9. Morphology — Lab exercises

XFST / foma

XFST provides two formalisms for creating FSA / FST for morphology and related fields:

regular expressions: similar to Python's (e.g. {reg}?*({expr}) $\equiv$ reg.*(expr)?)
lexc: a much simpler formalism for lexicographers

In this lab, we shall learn the latter via the open-source reimplementation of XFST: foma. We shall also acquaint ourselves with the Hungarian HFST morphology. We are not going into details of how foma works; for that, see the

https://fomafst.github.io/
https://github.com/mhulden/foma/
the XFST book (Kenneth R. Beesley and Lauri Karttunen: Finite State Morphology)

But first...

Command-line access from Python

In some cases, we need to interface with command-line applications from our script. There are two ways to do this in Python, and an additional method in Jupyter.

1. `os.system()`

The os.system(cmd) call executes cmd, sends its output to the stdout of the interpreter, and returns the exit code of the process. As such, there is no way to capture the output in the script, so this method is only useful if we are interested solely in the exit code.



In [ ]:

    
import os

# Note that the actual output of `ls` is not printed!
print('Exit code:', os.system('ls -a'))
files = os.listdir('.')
print('Should have printed:\n\n{}'.format('\n'.join(files if len(files) <= 3 else files[:3] + ['...'])))

2. subprocess

The subprocess module provides full access to the command line. The basic method of usage is to create a Popen object and call its methods:



In [ ]:

    
import subprocess

p = subprocess.Popen(['ls', '-a'],            # manual cmd split; see next example
                     stdout=subprocess.PIPE)  # we need the output
ret = p.communicate()
print('Exit code: {}\nOutput:\n\n{}'.format(p.returncode, ret[0].decode('utf-8')))
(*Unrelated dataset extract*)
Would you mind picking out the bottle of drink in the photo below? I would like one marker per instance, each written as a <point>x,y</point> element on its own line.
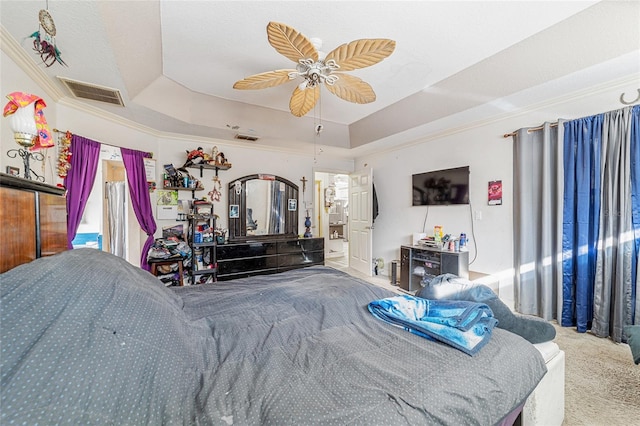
<point>463,242</point>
It is also possible to send input to a program started by Popen:



In [ ]:

    
p = subprocess.Popen('cat -', shell=True,    # automatic cmd split -> ['cat', '-']
                     stdin=subprocess.PIPE,  # we shall use stdin
                     stdout=subprocess.PIPE)
ret = p.communicate('hello\nbello'.encode('utf-8'))
print(ret[0].decode('utf-8'))

From Python 3.6, Popen supports the encoding parameter, which alleviates the need for encode/decode.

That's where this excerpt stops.